Based on the 1991 novel by Koji Suzuki, which is a retelling of Japanese folk story Bancho Sarayashiki, Ring concerns a cursed videotape whose viewers all suffer a terrifying death. Devoid of gore or extreme special effects, the film instead has a palpable, intense atmosphere created entirely through its performances — most notably Rie Ino as dark-haired ghost girl Sadako — and stalking camerawork from cinematographer Jun’ichiro Hayashi, which leaves most of the horror in the imagination of its audience.

On its release in Japan in January 1998, Ring became the most successful horror film in the country. (Sequel Rasen, directed by Joji Iida, fared less well; released at the same time as Ring in the hope of increasing box-office revenue, it floundered and has been largely forgotten. In 1999, Nakata directed the far more successful Ring 2.) It was also hugely popular elsewhere in Asia; through its two-month theatrical run in Hong Kong in 1999, it earned $4.03m (hk$31.2m) to become the highest-grossing Japanese-language film in the country — a record broken only by Stand By Me Doraemon in 2015.

Given that it deals so effectively with universal fears of death and the supernatural, Ring also struck a resonant chord with Western audiences.

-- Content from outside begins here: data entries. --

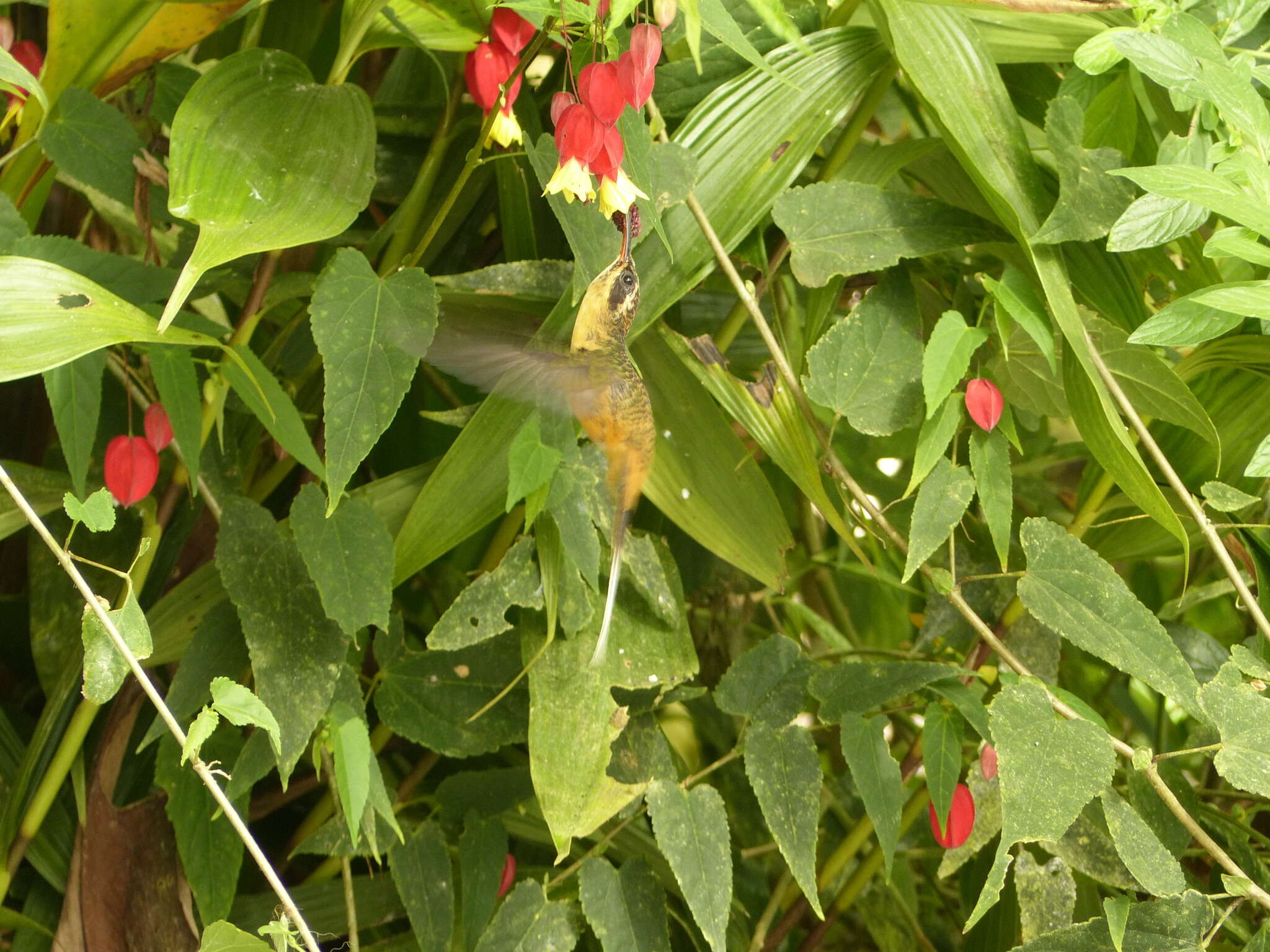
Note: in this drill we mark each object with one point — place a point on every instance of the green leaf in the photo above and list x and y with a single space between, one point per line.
425 879
941 756
1141 850
1072 591
941 501
1015 294
97 512
527 920
1242 718
303 161
530 464
849 227
948 357
210 848
239 706
1047 895
691 829
482 855
349 557
266 398
295 650
868 366
173 371
93 143
768 683
784 771
1089 200
573 723
370 333
877 777
1227 499
40 299
75 398
104 668
626 907
429 696
990 462
1049 770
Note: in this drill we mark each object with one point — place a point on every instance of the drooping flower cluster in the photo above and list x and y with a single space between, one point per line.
586 133
492 64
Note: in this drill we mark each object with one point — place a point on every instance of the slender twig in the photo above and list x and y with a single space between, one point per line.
1196 509
203 772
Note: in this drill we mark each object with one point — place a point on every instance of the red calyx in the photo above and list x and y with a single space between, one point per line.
598 90
511 30
508 878
984 402
646 46
578 134
131 469
961 819
637 87
158 427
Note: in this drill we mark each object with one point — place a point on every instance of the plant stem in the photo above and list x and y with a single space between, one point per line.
201 769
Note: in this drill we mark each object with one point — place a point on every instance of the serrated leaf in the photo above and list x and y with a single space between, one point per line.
350 558
868 366
371 333
1072 591
877 777
784 771
295 649
849 227
691 829
304 161
626 908
941 501
1049 770
97 512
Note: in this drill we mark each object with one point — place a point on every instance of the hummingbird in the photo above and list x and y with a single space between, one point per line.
596 380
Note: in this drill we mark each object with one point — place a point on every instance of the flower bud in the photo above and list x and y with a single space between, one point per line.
598 90
511 30
131 469
961 819
158 427
984 402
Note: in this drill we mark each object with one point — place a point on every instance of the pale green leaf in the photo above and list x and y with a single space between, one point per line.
691 829
349 555
1071 589
303 168
784 772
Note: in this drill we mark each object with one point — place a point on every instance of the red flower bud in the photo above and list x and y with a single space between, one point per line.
598 90
646 46
961 819
610 156
578 134
984 402
988 762
158 427
511 30
636 87
559 103
131 469
505 884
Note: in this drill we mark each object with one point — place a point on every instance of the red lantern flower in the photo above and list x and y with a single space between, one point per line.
131 469
158 427
598 90
511 30
988 762
961 819
508 878
984 402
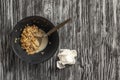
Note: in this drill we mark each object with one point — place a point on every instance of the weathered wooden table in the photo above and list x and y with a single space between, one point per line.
94 33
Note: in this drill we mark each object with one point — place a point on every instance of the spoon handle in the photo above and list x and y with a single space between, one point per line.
56 28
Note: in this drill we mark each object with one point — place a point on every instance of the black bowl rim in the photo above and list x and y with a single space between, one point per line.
54 51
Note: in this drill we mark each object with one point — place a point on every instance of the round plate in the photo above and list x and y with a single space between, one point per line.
43 24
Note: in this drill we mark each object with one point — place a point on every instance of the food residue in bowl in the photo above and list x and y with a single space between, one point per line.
30 42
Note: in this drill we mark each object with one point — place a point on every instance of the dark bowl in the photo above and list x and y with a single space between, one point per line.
43 24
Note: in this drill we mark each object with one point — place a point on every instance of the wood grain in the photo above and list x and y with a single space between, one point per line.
94 32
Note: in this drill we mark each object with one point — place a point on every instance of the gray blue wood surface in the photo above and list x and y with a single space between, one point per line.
94 33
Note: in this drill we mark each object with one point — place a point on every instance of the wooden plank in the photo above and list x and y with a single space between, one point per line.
93 32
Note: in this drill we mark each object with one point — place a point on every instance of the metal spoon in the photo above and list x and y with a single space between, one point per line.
52 30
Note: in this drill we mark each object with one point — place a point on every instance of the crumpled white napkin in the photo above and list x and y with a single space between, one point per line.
66 56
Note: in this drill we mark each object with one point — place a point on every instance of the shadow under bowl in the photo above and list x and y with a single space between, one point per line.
43 24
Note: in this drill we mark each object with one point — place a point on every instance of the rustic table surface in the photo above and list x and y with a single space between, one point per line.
94 32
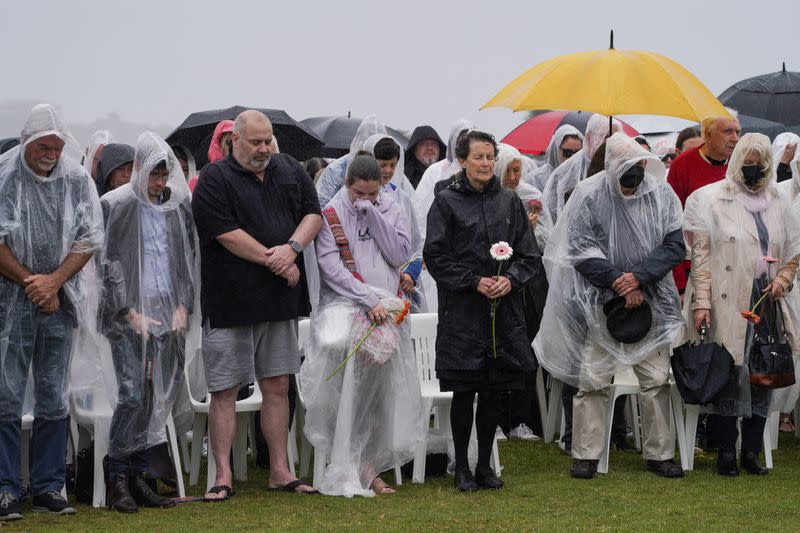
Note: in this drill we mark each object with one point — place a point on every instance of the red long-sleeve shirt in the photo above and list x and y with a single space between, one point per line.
690 171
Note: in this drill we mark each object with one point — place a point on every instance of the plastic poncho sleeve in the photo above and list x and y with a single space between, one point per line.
386 236
662 260
451 274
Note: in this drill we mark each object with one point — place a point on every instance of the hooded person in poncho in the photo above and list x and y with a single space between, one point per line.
565 140
149 272
114 167
431 150
785 399
389 155
619 236
574 170
50 225
744 236
332 178
365 417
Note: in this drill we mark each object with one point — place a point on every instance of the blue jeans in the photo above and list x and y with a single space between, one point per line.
44 341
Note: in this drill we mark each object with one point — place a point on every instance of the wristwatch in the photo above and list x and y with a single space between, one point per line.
296 246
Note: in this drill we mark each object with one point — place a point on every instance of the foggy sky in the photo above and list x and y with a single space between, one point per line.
411 62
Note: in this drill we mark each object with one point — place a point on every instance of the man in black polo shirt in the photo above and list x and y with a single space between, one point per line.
255 211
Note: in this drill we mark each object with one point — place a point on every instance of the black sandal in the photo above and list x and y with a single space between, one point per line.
216 490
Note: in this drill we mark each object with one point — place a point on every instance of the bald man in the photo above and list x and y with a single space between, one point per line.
255 213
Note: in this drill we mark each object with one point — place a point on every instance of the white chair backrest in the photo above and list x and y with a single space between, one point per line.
423 337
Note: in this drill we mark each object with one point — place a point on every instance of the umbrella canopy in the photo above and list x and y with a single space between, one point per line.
338 132
533 135
774 96
195 133
759 125
611 82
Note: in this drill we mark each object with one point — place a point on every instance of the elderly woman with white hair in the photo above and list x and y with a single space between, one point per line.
737 228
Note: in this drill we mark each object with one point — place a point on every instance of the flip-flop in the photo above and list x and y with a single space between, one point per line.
292 485
216 490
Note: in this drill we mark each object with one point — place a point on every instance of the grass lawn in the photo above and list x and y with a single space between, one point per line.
539 496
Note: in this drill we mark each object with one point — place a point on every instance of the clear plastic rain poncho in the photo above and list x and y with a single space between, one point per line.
367 417
332 178
148 295
91 154
721 228
791 188
42 220
600 223
401 191
572 171
447 167
539 177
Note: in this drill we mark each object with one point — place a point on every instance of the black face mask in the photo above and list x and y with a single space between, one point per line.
752 174
632 177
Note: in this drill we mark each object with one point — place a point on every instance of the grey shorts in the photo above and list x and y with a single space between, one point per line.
236 356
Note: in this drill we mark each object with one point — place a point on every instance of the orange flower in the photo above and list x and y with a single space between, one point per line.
751 316
402 314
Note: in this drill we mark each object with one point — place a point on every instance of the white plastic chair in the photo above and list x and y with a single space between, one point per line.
93 413
200 400
320 456
434 401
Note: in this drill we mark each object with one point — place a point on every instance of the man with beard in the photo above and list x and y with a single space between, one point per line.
424 149
253 209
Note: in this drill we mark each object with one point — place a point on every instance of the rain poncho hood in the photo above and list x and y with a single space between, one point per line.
539 176
567 175
599 223
149 266
789 187
214 149
42 220
332 178
423 196
114 156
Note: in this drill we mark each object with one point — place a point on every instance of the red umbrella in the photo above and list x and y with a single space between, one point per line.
533 135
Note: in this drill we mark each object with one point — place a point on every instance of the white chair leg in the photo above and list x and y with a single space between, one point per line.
602 465
172 438
240 446
198 433
768 444
320 461
101 428
554 409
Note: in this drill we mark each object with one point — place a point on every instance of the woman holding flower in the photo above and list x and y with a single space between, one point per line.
481 343
359 378
743 236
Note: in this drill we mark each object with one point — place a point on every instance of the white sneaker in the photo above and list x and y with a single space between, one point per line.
523 432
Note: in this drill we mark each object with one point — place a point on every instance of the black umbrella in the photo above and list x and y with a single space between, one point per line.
294 138
774 96
702 371
759 125
337 133
8 144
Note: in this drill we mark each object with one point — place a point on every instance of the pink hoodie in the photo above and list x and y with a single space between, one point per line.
214 149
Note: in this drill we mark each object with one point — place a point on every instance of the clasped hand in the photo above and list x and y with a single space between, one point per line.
494 287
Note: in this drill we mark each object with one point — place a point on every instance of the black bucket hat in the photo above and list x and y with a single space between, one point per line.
627 326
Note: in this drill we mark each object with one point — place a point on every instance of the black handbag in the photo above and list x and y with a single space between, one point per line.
771 362
701 370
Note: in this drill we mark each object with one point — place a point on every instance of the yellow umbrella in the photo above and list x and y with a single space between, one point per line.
611 82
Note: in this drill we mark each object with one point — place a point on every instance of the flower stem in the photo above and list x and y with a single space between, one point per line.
354 350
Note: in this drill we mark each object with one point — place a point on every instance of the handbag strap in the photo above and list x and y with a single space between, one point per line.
341 241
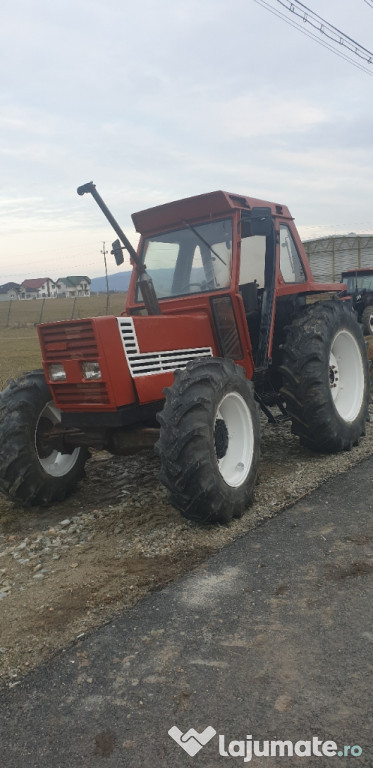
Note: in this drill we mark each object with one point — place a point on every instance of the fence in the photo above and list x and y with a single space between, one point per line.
21 314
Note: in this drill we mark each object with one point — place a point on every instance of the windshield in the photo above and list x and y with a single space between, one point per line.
189 260
358 282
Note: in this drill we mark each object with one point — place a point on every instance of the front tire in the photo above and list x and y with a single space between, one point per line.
30 471
326 377
209 441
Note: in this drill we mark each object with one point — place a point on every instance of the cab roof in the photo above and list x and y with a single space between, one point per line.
197 208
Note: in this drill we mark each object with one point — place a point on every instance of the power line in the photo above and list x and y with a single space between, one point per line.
343 40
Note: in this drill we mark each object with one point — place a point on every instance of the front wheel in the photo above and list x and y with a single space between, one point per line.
326 377
31 471
209 441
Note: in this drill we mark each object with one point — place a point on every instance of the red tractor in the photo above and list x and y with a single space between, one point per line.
223 316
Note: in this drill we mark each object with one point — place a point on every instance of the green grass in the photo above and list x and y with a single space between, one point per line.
19 352
19 343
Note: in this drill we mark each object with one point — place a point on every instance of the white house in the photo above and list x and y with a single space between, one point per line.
74 285
38 288
9 291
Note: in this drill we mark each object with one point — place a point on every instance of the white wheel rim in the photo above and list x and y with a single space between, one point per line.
235 465
346 375
55 464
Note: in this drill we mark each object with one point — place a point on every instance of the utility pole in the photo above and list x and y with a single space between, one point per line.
106 277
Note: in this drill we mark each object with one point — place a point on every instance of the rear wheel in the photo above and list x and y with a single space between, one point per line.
31 471
209 441
367 320
326 377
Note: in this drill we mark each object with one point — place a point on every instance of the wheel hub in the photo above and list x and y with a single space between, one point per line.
333 375
234 439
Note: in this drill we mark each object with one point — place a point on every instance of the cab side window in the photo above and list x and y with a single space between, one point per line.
290 264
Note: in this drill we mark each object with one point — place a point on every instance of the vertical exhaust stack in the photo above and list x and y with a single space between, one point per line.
144 280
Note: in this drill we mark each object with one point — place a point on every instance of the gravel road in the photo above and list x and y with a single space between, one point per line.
73 567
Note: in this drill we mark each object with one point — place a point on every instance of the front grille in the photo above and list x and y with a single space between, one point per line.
146 363
92 393
69 341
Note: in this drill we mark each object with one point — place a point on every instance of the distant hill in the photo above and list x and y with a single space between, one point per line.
117 282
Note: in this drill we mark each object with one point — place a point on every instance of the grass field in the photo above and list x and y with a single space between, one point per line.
23 313
19 344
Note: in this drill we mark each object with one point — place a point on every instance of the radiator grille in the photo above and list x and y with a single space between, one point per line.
147 363
68 341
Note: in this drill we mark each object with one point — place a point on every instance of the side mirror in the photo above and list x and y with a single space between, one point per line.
261 222
117 251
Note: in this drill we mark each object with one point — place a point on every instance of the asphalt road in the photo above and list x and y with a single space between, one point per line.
270 639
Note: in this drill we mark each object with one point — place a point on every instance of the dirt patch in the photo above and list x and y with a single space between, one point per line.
73 567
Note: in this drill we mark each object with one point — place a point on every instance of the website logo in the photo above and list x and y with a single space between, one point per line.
191 741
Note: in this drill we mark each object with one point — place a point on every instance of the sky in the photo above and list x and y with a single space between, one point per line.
161 99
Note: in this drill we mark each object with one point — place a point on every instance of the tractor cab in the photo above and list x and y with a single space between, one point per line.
238 259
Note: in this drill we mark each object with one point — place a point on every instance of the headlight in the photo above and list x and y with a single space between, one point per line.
91 371
57 372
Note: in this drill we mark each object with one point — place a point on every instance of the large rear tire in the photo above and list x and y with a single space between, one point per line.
367 320
209 441
326 377
31 472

Sight & Sound film critic Mark Kermode praised the film’s wide appeal, attributing its “timeless terror” to a “combination of old folk devils and contemporary moral panics”.

With his film, Nakata had effectively laid down the template for a new generation of modern Asian horror: minimalistic, atmospheric films at direct odds with the bloody serial-killer movies that had dominated the genre through the 1980s and ’90s. (In the US, the 1999 release of The Blair Witch Project pushed American horror in a similar, pared-down direction.)

Ring’s overseas success kicked off a global fascination with a sub-genre termed J-horror, and opened the floodgates for films including Ju-On: The Grudge (Takashi Shimizu, 2002) and Dark Water (Hideo Nakata, 2002). Distributor Tartan became one of the leading UK importers of these films through its Asia Extreme label.

In line with Hollywood tradition, this new interest in Eastern horror resulted in a wave of English-language remakes that attempted to translate the slower-paced sensibilities of Asian horror into a more dynamic Westernised format. While some worked better than others, the success of Gore Verbinski’s The Ring (2002) and Shimizu’s own remake of  The Grudge (2004) was such that they both spawned sequels. (Indeed, The Ring made more money in Japan that Nakata’s original.)

And in its home territory, the Ring legend continues to thrill audiences through a variety of sequels and spin-offs, most recently Sadako 3D (2012) and Sadako 3D 2 (2013).